Of course, $g_{1}$ still won’t be pressured to be type-1-myopic. If predicting $z_{1}$ requires predicting $z_{2}$ , then $g_{1}$ will be trained to predict (“plan”) $z_{2}$ .
(Obviously, $g_2$ is pressured to be myopic in this simple model.)
Now what about $f$ ? Well, $f$ is optimized both to enable predicting $z_{1}$ from $f (x)$ and predicting $z_{2}$ from $f (x), z_{1}$ . Therefore, if resources are relevantly constrained in some way (e.g., the model computing $f$ is small, or the output of $f$ is forced to be small), $f$ will sometimes sacrifice performance on one to improve performance on the other. So, adapting a paragraph from the post: The trained model for $f$ (and thus in some sense the overall model) can and will sacrifice accuracy on $z_{1}$ to achieve better accuracy on $z_{2}$ . In particular, we should expect trained models to find an efficient tradeoff between accuracy on $z_{1}$ and accuracy on $z_{2}$ . When $z_{1}$ is relatively easy to predict, $f$ will spend most of its computation budget on predicting $z_{2}$ .

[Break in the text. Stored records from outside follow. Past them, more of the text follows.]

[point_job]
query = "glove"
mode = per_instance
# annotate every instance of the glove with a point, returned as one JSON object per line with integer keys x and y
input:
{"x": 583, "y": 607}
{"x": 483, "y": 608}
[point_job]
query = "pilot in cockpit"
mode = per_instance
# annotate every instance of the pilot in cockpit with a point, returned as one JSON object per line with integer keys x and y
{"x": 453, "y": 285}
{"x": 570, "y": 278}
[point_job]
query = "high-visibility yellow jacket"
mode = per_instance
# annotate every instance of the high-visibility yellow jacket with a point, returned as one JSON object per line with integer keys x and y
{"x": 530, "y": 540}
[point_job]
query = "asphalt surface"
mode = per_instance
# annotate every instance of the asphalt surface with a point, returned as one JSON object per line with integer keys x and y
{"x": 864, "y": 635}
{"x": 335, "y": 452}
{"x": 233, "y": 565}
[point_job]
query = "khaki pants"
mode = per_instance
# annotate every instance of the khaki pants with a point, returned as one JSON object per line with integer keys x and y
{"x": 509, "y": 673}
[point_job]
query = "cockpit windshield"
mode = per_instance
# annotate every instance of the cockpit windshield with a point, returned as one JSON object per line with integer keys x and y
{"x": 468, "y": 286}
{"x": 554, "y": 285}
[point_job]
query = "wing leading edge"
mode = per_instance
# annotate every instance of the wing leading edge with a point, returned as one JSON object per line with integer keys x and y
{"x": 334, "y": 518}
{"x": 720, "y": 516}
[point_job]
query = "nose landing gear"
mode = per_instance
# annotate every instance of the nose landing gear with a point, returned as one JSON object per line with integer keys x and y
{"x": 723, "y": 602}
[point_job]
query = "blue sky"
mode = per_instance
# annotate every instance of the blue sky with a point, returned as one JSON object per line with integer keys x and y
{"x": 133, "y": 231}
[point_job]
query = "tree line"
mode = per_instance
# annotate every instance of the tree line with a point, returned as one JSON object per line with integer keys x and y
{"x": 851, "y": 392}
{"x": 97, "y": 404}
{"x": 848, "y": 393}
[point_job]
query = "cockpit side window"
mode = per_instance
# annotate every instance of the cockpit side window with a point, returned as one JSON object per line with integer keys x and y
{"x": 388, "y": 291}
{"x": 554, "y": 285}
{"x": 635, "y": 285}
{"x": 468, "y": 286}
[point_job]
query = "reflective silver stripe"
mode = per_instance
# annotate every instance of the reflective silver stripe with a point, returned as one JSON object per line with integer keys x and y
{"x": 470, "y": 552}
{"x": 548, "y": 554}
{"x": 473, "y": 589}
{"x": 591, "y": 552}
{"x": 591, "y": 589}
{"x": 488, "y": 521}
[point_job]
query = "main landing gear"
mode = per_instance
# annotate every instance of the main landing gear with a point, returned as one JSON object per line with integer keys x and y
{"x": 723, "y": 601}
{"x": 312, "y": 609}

So, $f$ is not “Type 2” myopic. Or perhaps put differently: The calculations going into predicting $z_{1}$ aren’t optimized purely for predicting $z_{2}$ .

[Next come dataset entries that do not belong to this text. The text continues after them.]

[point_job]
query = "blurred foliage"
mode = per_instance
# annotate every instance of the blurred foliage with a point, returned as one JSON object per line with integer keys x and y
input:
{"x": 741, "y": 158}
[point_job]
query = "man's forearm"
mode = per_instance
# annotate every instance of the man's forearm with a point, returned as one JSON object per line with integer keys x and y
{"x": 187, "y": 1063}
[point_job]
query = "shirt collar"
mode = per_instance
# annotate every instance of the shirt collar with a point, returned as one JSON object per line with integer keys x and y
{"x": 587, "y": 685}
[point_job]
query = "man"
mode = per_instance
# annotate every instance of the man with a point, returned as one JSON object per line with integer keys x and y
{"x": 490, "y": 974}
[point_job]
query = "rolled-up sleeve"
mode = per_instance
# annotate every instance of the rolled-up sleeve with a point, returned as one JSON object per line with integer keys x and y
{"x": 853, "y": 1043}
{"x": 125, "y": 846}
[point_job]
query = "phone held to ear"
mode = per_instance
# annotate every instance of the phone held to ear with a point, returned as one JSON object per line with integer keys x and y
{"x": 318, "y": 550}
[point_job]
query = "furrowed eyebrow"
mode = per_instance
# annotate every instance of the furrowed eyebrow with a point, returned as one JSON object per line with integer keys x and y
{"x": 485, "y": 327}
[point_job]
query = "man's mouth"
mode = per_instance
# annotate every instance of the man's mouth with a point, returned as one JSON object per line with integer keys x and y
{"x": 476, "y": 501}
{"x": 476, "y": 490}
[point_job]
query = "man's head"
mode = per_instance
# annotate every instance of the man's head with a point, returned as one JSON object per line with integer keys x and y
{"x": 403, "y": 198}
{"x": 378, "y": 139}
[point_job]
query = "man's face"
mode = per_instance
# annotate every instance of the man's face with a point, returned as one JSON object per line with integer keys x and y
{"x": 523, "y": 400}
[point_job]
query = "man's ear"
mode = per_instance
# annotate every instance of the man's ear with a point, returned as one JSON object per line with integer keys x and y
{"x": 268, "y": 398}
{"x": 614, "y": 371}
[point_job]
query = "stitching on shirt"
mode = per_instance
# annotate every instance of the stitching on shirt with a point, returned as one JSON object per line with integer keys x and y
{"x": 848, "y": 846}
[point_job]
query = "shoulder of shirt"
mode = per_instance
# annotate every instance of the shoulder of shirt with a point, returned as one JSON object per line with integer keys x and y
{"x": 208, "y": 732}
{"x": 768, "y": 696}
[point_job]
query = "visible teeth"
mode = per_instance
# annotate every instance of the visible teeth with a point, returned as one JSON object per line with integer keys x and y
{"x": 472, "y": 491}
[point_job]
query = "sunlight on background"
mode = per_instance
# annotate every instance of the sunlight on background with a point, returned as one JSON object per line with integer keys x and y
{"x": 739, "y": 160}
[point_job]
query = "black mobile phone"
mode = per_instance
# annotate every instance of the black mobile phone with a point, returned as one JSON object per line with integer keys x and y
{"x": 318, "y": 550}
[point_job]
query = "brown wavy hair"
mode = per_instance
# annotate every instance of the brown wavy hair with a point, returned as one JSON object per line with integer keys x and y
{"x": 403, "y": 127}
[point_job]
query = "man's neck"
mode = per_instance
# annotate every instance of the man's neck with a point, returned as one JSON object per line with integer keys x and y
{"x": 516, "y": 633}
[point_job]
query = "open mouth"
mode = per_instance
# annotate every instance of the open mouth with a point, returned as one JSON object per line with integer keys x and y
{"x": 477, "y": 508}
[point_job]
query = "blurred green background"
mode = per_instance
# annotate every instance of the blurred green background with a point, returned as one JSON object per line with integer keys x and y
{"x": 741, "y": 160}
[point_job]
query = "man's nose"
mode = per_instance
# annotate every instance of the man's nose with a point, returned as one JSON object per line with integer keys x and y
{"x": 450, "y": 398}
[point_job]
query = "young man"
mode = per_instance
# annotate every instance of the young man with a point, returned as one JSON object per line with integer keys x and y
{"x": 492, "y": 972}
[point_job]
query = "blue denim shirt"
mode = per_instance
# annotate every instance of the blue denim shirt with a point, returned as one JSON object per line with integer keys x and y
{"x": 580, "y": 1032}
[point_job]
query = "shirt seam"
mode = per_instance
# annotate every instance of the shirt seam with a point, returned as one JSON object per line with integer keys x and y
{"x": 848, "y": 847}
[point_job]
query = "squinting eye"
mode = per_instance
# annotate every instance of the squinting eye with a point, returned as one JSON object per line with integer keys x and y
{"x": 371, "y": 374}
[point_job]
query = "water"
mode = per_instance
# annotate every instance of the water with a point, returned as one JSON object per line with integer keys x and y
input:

However, $f$ is still “Type 3” myopic. Because the prediction made by $g_{1}$ isn’t fed (in training) as an input to $g_{2}$ or the loss, there’s no pressure towards making $f$ influence the output of $g_{1}$ in a way that has anything to do with $z_{2}$ . (In contrast to the myopia of $g_{1}$ , this really does hinge on not using $g_{2} (f (x), g_{1} (f (x)))$ in training. If $g_{2} (f (x), g_{1} (f (x)))$ mattered in training, then there would be pressure for $f$ to trick $g_{1}$ into performing calculations that are useful for predicting $z_{2}$ . Unless you use stop-gradients...)
* This comes with all the usual caveats of course. In principle, the inductive bias may favor a situationally aware model that is extremely non-myopic in some sense.